Observation of magnon-mediated electric current drag at room temperature

Spin-based electronic devices such as magnetic memory and spin logic rely on spin information transport. Conduction electrons, due to their intrinsic spin angular momentum, become an obvious choice for spin information carriers. Here, we experimentally demonstrate that magnons, quasiparticles representing low-energy excitations of ferromagnetic materials, can serve as effective spin information carriers as well. Specifically, we consider two nonmagnetic heavy metals (HMs) that are separated by an electric leak-free ferrimagnetic insulator.

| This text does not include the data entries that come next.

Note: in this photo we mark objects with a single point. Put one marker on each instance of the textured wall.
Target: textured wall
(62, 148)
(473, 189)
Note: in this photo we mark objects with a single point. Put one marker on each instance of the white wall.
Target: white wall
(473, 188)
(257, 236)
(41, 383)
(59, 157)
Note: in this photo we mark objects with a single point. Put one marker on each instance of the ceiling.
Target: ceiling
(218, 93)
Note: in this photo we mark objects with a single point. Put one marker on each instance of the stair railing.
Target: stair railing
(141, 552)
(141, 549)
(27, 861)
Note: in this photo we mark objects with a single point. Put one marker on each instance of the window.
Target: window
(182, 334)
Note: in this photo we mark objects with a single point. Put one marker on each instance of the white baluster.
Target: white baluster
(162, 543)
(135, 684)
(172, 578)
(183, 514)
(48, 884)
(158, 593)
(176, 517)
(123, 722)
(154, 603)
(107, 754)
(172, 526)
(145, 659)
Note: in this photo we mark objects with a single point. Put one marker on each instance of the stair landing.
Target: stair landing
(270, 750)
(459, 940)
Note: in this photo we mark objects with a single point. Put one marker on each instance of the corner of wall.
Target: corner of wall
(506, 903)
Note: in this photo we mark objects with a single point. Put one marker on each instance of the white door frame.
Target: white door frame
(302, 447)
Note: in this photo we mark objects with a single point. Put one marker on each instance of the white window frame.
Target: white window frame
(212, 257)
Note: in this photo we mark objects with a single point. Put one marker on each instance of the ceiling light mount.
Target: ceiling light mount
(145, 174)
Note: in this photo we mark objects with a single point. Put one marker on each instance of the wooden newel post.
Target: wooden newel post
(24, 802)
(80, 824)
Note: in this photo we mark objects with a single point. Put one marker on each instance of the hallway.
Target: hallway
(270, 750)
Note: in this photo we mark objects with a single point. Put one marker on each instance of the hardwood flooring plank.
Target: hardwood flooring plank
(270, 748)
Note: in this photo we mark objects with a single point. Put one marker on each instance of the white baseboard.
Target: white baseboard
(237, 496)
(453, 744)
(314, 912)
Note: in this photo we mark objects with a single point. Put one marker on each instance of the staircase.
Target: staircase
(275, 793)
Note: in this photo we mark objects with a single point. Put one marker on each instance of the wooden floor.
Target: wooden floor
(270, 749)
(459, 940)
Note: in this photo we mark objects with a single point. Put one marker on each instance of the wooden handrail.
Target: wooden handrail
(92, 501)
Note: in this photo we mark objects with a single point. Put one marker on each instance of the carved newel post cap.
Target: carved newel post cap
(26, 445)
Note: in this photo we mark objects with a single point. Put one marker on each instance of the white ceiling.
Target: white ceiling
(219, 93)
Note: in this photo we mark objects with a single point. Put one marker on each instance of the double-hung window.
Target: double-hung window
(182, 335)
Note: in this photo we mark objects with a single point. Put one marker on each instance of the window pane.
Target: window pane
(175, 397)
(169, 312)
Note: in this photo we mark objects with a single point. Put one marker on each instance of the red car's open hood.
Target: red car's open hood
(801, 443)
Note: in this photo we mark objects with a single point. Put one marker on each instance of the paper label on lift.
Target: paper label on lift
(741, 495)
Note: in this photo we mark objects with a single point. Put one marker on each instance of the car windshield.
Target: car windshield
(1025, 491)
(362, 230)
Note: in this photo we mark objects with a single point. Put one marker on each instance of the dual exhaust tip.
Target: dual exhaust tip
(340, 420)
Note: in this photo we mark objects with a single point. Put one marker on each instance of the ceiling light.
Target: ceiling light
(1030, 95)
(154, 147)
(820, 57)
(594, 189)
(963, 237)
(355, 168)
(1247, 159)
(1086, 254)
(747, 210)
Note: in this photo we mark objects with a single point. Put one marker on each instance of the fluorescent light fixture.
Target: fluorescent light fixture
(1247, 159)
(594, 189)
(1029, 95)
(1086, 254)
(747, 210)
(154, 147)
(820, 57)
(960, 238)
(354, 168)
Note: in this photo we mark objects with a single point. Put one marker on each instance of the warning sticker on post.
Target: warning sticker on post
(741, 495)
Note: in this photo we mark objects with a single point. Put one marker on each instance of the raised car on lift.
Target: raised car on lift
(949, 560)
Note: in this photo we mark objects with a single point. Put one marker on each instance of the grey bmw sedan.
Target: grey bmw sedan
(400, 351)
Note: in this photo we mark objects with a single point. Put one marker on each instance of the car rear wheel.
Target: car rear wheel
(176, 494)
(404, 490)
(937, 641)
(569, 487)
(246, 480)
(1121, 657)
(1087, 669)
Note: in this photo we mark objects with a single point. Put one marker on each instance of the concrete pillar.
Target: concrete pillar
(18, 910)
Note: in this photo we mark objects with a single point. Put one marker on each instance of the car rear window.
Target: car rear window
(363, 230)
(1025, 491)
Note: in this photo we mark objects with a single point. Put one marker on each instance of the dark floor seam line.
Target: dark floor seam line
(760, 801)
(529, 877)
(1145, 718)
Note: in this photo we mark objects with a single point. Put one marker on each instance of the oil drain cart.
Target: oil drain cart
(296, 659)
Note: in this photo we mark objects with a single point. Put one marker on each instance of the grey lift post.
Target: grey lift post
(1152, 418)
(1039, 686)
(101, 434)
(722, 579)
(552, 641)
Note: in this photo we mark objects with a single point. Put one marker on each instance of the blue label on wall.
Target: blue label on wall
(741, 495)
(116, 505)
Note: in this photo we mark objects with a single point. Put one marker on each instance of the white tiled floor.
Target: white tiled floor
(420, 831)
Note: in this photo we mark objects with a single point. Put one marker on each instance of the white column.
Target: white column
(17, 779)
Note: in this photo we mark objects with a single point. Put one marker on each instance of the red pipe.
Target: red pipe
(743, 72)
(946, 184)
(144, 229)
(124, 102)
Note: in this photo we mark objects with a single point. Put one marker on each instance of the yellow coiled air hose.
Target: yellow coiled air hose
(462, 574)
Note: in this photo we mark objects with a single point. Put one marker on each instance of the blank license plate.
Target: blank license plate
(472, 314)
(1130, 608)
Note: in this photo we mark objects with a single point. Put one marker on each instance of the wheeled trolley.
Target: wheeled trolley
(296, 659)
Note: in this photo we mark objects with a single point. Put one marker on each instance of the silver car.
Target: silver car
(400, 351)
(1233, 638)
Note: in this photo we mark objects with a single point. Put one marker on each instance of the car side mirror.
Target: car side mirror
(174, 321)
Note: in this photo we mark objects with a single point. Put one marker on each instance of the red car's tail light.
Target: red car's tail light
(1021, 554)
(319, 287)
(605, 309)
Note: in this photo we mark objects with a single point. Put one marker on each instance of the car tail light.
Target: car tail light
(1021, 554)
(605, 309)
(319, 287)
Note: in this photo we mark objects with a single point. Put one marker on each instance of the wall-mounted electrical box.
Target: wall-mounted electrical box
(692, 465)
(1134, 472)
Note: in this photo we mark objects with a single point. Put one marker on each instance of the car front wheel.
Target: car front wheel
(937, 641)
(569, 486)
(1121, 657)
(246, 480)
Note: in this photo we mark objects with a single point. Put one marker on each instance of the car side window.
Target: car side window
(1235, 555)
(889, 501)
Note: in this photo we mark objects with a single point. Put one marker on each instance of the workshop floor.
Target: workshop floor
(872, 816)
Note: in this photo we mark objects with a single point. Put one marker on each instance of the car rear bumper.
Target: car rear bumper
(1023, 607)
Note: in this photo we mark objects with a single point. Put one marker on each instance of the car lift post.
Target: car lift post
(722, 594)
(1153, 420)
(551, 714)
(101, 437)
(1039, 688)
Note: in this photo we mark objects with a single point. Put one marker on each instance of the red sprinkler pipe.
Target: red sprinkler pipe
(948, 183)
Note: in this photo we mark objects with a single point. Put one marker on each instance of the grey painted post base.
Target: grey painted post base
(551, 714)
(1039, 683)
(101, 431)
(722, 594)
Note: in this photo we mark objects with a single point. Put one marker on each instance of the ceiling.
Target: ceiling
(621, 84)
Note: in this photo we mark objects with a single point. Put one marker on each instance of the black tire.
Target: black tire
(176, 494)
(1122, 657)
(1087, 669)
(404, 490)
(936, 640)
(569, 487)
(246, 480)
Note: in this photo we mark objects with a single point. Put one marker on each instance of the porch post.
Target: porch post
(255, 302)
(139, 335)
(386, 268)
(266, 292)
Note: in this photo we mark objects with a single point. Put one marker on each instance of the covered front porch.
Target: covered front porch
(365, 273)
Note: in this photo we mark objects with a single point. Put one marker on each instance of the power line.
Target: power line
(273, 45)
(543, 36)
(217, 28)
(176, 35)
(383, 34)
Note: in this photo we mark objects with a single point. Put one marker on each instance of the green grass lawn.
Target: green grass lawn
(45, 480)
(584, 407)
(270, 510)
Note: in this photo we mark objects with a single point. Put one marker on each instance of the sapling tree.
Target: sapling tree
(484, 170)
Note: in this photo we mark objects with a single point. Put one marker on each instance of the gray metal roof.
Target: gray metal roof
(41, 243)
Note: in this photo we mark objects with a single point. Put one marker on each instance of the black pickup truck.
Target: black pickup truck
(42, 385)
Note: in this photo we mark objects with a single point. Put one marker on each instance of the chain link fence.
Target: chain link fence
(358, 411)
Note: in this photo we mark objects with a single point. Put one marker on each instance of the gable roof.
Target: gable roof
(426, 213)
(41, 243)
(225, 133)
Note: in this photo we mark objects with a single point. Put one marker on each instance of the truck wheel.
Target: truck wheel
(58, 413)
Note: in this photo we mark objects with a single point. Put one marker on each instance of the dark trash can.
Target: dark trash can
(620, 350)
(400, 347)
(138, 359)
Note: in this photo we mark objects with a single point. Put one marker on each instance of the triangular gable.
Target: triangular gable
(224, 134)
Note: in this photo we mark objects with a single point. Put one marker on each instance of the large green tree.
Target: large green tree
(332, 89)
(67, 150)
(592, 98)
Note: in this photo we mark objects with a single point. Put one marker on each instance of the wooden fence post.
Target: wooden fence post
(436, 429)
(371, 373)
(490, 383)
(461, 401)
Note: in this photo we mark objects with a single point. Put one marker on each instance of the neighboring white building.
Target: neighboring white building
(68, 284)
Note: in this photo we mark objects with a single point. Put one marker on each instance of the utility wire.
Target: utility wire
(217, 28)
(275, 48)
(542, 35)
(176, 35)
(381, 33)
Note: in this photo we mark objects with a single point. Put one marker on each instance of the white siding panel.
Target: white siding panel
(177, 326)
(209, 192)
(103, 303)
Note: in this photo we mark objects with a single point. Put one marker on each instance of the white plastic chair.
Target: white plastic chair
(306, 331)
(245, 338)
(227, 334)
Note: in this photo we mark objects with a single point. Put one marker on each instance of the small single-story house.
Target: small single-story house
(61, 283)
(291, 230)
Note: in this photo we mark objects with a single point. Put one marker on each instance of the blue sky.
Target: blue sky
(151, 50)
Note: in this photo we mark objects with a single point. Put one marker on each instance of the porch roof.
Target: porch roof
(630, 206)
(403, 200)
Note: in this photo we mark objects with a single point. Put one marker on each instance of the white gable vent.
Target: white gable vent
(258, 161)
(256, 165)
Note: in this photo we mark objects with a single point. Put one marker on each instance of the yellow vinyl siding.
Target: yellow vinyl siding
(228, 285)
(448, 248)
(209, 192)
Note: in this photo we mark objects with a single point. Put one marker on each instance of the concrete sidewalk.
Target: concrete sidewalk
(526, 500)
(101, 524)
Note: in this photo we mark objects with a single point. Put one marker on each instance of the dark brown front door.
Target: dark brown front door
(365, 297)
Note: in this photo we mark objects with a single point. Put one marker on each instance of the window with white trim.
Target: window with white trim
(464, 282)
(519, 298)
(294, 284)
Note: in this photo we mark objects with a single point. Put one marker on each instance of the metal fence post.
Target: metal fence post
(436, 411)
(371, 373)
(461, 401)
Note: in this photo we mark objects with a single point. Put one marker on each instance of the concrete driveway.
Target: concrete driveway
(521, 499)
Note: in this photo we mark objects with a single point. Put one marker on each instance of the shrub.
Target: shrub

When an electric current is applied in one of the HM layers, magnons in the ferrimagnetic insulator are excited and become an effective medium to couple the spin currents in two HMs. As a result, the charge/spin current in one HM layer can drag a charge/spin current in the other HM layer. This work provides a route for spin-based electronic devices where the spin transport is carried by quasiparticles other than electrons.

Figure 1

(a) A schematic illustration of the sample structure and the measurement method. An electric current $I_{\mathrm{b}}$ is applied along the $x$ axis in the bottom Pt layer, the magnetic field $H$ is applied along the $y$ axis, and the voltage $V_{\mathrm{t}}$ is measured along the $x$ axis in the top Pt layer. (b) The proposed spin transport processes in the Pt/YIG/Pt structure. The spin current is generated by the charge current in the bottom Pt layer via the spin Hall effect (SHE), resulting in a spin accumulation at the bottom Pt/YIG interface. Subsequently, the magnon current excited by the spin accumulation diffuses from the bottom to the top interface, and then converts back to the electron spin current in the top Pt layer. Finally, the spin current in the top Pt is detected by the voltage via the inverse spin Hall effect (ISHE). (c) and (d) The cross-sectional transmission electron microscopy (TEM) image of the Pt(10)/YIG(100)/Pt(10) (thickness in nanometers) multilayer and the cross-sectional high resolution TEM (HRTEM) image of the Pt/YIG interface, respectively.

Figure 2

(a) $V_{\mathrm{t}}/R_{\mathrm{t}}-I_{\mathrm{b}}$ characteristics measured in Pt/YIG/Pt, Cu/YIG/Pt, and Pt/YIG/Cu samples. A 1 kOe magnetic field is applied along the $y$ direction during the measurement. (b) Temperature-dependent $V_{\mathrm{t}}/R_{\mathrm{t}}-I_{\mathrm{b}}$ curves of the Pt/YIG/Pt sample. A 1 kOe magnetic field is applied along the $y$ direction during the measurement. (c) The magnetic field dependence of the magnon drag voltage in Pt/YIG/Pt and the spin Seebeck voltage in Cu/YIG/Pt, which are in accordance with the magnetic properties of YIG as shown in the $M-H$ loop.

Figure 3

Top: The definition of the angular $\alpha , \beta$, and $\gamma$ in this figure. A 3 kOe constant magnitude of the magnetic field is applied to saturate the magnetic moment $\mathit{M}$ during the sample rotation. (a) The magnetization direction dependence of the magnon drag voltage in Pt/YIG/Pt. A 10 mA electric current is applied in the bottom Pt layer, and the voltage is measured in the top Pt layer. (b) The magnetization direction dependence of the spin Seebeck voltage in Cu/YIG/Pt. The electric current applied in the bottom Cu is 20 mA, and the voltage is measured in the top Pt layer.

Figure 4

(a) $V_{\mathrm{t}}/R_{\mathrm{t}}-I_{\mathrm{b}}$ curves of Pt(10)/YIG(t)/Pt(10) samples with different thicknesses ($t=40$, 60, 80, 100 nm) of YIG. A 1 kOe magnetic field is applied along the $y$ direction during the measurement. (b) The YIG thickness dependence of the electrical drag coefficient $a$, while the open squares show the measured data, and the red line shows the fitting curve $a=a_0{e}^{-t/l_{\mathrm{m}}}$. (c) The magnetization direction dependence of the magnon drag voltage in Pt/YIG/Pt samples with different thicknesses of YIG. A 10 mA electric current is applied in the bottom Pt layer, and the voltage is measured in the top Pt layer. A 3 kOe constant magnitude of the magnetic field is applied to saturate the magnetic moment $\mathit{M}$ during the sample rotation.